Mercredi 7 janvier

« C’est bien. »

Olivier me regarde avec ce sourire un peu las et très énervant qu’il affiche la plupart du temps. Tous les travaux qu’il me rend son « bons ». Et nous avons très vite identifié le problème. Lui, ses parents et moi. Olivier est atteint du syndrome du « pourrait mieux faire ». Il comprend tout, rapidement et sans effort, et n’éprouve pas le besoin d’aller plus loin. Pourquoi le devrait-il ? Il coche les cases que l’on attend de lui, et n’a pas vraiment d’autre motivation quant à sa scolarité, autre que le fait qu’on lui foute la paix pour qu’il puisse jouer à la console.
« Arrêtez de me demander des exemples de ce que je lis, monsieur, je joue à Fortnite et c’est tout, hein. »

« C’est bien.
– Comme d’habitude quoi.
– Non, c’est très bizarre, c’est bien mais différemment. »

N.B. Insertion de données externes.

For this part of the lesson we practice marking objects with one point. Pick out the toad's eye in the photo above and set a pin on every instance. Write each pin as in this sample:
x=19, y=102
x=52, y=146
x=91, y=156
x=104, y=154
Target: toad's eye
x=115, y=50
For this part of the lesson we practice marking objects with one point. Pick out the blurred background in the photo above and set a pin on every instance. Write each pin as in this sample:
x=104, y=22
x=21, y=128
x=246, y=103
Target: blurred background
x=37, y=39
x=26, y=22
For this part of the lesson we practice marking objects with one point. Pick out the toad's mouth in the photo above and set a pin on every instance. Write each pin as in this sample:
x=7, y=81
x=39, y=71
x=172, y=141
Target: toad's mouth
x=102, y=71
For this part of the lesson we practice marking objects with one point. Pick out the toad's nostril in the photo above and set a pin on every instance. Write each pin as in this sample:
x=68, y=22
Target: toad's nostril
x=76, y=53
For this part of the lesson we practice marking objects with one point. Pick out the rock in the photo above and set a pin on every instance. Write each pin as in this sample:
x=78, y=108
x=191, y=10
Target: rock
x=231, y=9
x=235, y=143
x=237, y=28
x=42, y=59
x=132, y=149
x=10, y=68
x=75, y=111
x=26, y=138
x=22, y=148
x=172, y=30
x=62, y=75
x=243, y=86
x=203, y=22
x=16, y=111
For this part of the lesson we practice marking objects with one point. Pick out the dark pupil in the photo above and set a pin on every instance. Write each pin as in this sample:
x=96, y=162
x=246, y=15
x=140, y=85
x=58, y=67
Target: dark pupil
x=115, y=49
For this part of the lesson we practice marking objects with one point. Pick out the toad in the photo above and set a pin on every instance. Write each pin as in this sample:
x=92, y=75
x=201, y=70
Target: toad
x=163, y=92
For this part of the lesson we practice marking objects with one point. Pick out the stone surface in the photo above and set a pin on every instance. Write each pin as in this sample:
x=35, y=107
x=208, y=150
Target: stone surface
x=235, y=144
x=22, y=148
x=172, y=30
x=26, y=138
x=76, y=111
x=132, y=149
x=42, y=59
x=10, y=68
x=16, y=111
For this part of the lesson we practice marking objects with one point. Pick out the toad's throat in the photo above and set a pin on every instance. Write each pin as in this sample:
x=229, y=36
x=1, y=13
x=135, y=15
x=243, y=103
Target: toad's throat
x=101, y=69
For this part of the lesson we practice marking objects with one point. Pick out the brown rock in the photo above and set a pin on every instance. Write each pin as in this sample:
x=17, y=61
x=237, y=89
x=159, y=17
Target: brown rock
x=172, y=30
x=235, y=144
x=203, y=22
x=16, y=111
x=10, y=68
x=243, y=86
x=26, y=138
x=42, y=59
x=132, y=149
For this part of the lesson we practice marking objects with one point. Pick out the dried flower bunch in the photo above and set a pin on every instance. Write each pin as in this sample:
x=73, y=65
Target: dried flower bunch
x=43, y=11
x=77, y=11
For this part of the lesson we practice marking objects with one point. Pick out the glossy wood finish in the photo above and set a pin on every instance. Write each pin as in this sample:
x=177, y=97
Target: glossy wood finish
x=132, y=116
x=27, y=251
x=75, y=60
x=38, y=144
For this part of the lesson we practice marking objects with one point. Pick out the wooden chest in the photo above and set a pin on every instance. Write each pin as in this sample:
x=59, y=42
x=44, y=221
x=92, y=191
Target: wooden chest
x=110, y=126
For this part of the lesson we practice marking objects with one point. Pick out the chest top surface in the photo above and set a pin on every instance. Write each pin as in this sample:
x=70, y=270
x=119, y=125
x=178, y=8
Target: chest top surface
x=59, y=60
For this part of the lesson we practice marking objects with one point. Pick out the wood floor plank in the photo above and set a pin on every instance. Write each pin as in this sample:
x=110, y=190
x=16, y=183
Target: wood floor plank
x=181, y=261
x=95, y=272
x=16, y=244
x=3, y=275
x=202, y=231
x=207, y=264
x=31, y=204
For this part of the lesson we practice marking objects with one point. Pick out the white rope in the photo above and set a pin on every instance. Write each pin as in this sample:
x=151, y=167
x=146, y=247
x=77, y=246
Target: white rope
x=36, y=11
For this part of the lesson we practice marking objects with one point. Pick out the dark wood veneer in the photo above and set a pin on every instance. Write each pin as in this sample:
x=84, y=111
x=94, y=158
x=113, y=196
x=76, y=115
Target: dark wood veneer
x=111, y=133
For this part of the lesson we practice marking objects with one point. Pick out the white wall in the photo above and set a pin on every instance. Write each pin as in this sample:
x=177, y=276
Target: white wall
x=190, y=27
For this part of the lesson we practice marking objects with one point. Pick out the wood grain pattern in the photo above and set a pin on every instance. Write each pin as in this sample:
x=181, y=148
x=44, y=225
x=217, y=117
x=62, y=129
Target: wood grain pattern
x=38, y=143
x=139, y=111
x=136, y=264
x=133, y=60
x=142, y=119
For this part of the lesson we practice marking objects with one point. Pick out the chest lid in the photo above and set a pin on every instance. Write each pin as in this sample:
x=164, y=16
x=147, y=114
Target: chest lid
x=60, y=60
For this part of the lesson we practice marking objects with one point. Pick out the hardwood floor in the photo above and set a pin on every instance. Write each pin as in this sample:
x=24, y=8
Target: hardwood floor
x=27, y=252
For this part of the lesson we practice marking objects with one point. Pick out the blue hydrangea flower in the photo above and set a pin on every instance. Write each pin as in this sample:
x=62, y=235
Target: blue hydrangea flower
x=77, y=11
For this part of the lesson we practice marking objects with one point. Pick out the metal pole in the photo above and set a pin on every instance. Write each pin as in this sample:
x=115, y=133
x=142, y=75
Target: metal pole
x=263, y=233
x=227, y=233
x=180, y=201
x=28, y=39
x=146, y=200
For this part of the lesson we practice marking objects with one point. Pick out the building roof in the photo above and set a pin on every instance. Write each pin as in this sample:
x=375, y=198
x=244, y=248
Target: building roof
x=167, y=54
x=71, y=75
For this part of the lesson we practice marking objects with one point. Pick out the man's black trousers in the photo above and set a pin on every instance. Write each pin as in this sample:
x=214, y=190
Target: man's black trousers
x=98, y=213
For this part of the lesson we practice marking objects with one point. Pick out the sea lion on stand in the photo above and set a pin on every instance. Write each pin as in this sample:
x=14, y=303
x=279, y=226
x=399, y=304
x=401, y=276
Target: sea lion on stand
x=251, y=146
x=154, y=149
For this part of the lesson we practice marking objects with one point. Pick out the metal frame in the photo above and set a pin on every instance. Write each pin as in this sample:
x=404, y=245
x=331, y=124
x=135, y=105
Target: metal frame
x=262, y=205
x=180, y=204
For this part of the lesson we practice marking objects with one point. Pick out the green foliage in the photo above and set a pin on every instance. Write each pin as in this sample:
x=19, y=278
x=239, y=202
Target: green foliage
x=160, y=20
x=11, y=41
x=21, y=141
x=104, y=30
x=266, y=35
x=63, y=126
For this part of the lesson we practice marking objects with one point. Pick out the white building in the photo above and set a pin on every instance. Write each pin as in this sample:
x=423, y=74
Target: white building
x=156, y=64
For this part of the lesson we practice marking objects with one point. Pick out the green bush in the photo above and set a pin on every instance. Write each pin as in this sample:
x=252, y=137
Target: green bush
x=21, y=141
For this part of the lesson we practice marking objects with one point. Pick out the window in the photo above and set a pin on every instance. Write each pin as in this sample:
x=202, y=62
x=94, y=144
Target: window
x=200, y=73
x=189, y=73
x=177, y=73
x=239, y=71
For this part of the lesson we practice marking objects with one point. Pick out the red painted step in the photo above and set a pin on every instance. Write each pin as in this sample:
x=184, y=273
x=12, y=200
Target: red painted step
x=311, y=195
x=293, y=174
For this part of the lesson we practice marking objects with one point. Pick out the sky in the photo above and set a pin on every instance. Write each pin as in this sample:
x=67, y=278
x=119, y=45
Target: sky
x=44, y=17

Il arrête de se balancer sur sa chaise.

« Comment ça ?
– C’est mieux rédigé que d’habitude. Il y a des réponses qui ne vont pas mais c’était… je ne sais pas, plus agréable à lire. »

Olivier passera plusieurs minutes à lire sa copie, lui qui d’habitude, la flanque en vrac dans son cartable. Et cette heure-ci – juste cette heure-ci, le lendemain, c’est déjà terminé – il va participer. Intensément.

C’était éphémère. Éphémère, mais à travailler.